Blizzard #2 for this winter

Snow blew beginning Tuesday afernoon, through yesterday until about 2:30. It was called a blizzard. I don't know the specific definition but, as a former upstate New York resident, to me it was just a lot of cold, blowing snow.  This morning there was no snow on my car -- it had all blown off. The lot had been plowed but the pile behind my car was barely 3 inches deep.  Not my idea of a blizzard.

However, a new Academy of Lifelong Learning semester starts next week and I realized I need a poem so I'm working on one.  This may or may not be the final version. I describe the last 48 hours using a self-conscious metaphor.  The photo taken last year actually if very much like this morning's dawn except the cars in the lot have snow on them.

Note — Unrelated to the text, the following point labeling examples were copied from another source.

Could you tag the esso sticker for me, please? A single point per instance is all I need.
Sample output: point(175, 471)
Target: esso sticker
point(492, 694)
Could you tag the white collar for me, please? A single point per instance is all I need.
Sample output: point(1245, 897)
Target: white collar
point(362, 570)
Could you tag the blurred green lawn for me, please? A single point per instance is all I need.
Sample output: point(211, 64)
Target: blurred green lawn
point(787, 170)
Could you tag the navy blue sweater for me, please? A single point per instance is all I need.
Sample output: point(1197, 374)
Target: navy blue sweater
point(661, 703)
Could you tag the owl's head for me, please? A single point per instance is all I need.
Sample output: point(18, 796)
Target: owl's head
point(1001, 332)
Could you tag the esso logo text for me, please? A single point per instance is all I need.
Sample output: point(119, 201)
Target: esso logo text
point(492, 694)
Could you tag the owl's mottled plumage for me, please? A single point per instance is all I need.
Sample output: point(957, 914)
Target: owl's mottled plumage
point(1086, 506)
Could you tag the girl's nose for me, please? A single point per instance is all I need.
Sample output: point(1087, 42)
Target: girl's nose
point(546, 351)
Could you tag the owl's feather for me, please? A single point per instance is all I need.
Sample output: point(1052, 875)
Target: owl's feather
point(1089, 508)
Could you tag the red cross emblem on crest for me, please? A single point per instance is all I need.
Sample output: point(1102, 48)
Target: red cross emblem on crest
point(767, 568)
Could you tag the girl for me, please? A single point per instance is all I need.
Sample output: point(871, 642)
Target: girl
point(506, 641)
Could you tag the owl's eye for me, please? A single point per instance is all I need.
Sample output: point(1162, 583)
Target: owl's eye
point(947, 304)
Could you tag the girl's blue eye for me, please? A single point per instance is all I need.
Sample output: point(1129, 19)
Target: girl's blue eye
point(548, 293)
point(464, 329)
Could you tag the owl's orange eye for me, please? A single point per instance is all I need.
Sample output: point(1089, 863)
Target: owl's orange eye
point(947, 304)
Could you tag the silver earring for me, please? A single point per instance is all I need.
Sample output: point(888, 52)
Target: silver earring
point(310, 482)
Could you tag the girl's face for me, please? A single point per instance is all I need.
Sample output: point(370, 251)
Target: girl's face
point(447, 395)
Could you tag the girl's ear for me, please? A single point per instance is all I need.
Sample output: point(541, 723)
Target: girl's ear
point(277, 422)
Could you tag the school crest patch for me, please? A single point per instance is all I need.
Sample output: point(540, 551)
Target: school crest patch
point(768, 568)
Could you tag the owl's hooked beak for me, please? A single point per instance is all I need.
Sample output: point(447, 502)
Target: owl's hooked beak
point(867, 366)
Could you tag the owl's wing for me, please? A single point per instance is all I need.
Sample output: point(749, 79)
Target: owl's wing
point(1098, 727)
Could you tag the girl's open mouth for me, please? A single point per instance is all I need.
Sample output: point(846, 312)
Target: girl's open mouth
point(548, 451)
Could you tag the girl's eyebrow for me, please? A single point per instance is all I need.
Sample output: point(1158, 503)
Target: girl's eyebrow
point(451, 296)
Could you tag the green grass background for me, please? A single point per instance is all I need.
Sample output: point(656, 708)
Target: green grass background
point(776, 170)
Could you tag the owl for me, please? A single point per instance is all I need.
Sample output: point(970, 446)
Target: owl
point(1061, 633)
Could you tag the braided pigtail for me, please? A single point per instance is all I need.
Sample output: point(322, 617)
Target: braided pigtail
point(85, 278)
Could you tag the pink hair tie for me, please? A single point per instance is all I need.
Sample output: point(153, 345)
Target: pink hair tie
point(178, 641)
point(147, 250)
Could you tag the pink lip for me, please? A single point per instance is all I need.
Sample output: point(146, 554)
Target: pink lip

 Unconventional War               

Yesterday the winter warriors, camouflaged
In chiffon veils of snowflakes and wind, nothing more,
sprite-like in gauzy white flying gowns advanced
Spinning, whirling, leaping, as they danced
Rushing randomly across the lawn. They left
Their tattered flounces in graceful drifts.
The artful army secretly seeded the battlefield
With its hidden weapon: freezing cold.

Dawn arrived today, rosy-fingers giving way
to glowing gold above and glittering silver below,
colorful peacemakers promising liberation
from the aftermath of Operation Ice Invasion.                            

3 comments:

Folkways Note Book said...

Operation Ice Invasion! Sounds horrific. I keep looking at the national weather and the east seems to be getting the brunt of the bad stuff. The way you describe your "blizzard" doesn't sound like the kind I remember from Michigan. MI is used to huge snowfalls, below 0 temps and the weather man on the radio saying "another cold day." And off we would go -- walking to school all wrapped up like Eskimos. I think that the weather folks are getting a bit dramatic about this weather stuff. -- barbara

Carol- Beads and Birds said...

Operation Ice Invasion..how appropriate. I think its a blizzard when there are flurries and a sustained wind of about 40 mph. Northern Indiana had a blizzard last week. The drifting snow and sub zero weather closed schools, then the troups blew on to the east. Please don't send them back.
Stay warm.

June Calender said...

Thank you, Barbara and Carol--I think TV over-dramatizes most things, including the weather. In Michigan or Northern Indiana or Upstate New York people know how to dress warmly and don't hype every passing storm out of proportion. I must admit I took poetic license and exaggerated the Ice Invasion also.